Il semble que de nouvelles synergies auxquelles beaucoup travaillent et se consacrent avec passion et énergie pourraient résorber la fracture entre monde naturel et artificiel, à l’origine de la crise actuelle. Dans le domaine de l’architecture, les efforts déployés pour résoudre les problèmes actuels foisonnent véritablement. L’objectif de renouer le lien entre un environnement maltraité et un monde dont la croissance continue s’avère inéluctable est au cœur de recherches technologiques toujours plus pointues et s’inspirant de la nature.
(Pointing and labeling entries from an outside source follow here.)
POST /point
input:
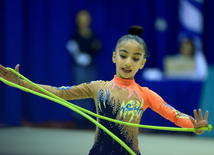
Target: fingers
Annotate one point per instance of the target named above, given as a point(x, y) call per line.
point(206, 116)
point(196, 115)
point(193, 121)
point(200, 114)
point(17, 68)
point(198, 132)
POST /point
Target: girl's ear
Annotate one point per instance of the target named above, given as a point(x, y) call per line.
point(143, 63)
point(113, 57)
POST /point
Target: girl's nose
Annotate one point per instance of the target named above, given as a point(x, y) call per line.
point(128, 63)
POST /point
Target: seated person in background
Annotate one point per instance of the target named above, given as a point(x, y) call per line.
point(189, 63)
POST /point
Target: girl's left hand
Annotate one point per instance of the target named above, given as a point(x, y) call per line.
point(199, 121)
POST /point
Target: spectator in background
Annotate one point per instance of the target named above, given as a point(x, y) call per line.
point(83, 47)
point(190, 63)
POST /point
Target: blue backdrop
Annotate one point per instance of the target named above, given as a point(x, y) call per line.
point(33, 33)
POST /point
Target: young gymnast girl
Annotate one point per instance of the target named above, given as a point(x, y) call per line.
point(121, 98)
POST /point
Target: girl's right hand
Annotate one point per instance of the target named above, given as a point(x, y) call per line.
point(8, 75)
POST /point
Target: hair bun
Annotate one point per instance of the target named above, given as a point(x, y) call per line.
point(136, 30)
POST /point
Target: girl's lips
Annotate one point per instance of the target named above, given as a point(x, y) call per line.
point(126, 70)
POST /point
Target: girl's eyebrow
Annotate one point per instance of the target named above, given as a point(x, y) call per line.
point(122, 50)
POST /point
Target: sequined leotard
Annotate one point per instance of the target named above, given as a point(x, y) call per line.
point(120, 99)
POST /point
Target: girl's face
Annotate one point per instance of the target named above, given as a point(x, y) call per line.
point(129, 58)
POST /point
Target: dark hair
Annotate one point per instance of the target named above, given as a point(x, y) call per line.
point(135, 33)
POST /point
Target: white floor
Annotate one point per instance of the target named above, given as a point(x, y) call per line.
point(43, 141)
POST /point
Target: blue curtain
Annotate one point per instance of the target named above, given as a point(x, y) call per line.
point(33, 33)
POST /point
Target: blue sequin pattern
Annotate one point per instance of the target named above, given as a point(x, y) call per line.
point(105, 144)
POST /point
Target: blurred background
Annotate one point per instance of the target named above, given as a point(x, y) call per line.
point(34, 34)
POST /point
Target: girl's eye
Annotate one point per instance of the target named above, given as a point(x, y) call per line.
point(122, 56)
point(135, 59)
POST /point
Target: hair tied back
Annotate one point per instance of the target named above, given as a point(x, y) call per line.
point(136, 30)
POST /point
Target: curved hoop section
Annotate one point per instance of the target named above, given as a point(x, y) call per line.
point(82, 112)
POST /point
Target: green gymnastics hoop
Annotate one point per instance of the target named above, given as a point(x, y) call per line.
point(82, 110)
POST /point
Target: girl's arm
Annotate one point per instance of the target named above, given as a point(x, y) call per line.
point(81, 91)
point(8, 75)
point(157, 104)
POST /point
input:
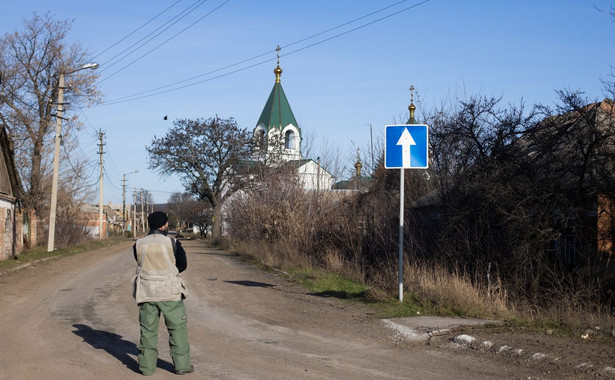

Ces technologies imitent en effet des phénomènes qui existent depuis des siècles afin de transformer le monde artificiel pour qu’il soit davantage en harmonie avec l’écosystème grâce à un équilibre plus harmonieux et des interrelations plus étroites.

Des incursions intelligentes dans cet univers hautement organisé ont permis de trouver des techniques en voie de perfectionnement qui sont en passe de métamorphoser les matériaux de construction en éléments toujours plus proches des végétaux dotés, pour ainsi dire, d’une sève vitale leur permettant de réagir aux intempéries et de les métaboliser. Véritable cercle vertueux de la pensée, un réseau d’experts très motivés issus des différentes branches de la science et composé d’érudits, de chercheurs, d’entreprises et d’universités a ainsi donné naissance à un grand laboratoire s’engageant, avec beaucoup d’initiatives, à réduire l’impact néfaste des constructions via l’exploration et le développement des solutions futuristes les plus surprenantes. Des projets innovants visant à minimiser les dégâts toujours plus importants des interventions architecturales traditionnelles se multiplient à un rythme toujours plus rapide. Ces solutions vont des revêtements à même d’absorber la pollution ou de conserver l’humidité en vue d’une évaporation ultérieure quand la température augmente - à l’instar de la transpiration humaine - aux prototypes de bio-béton capables d’autoréparer les fissures et les dommages survenant au fil du temps ou de réduire les émissions de CO2 émises dans l’atmosphère.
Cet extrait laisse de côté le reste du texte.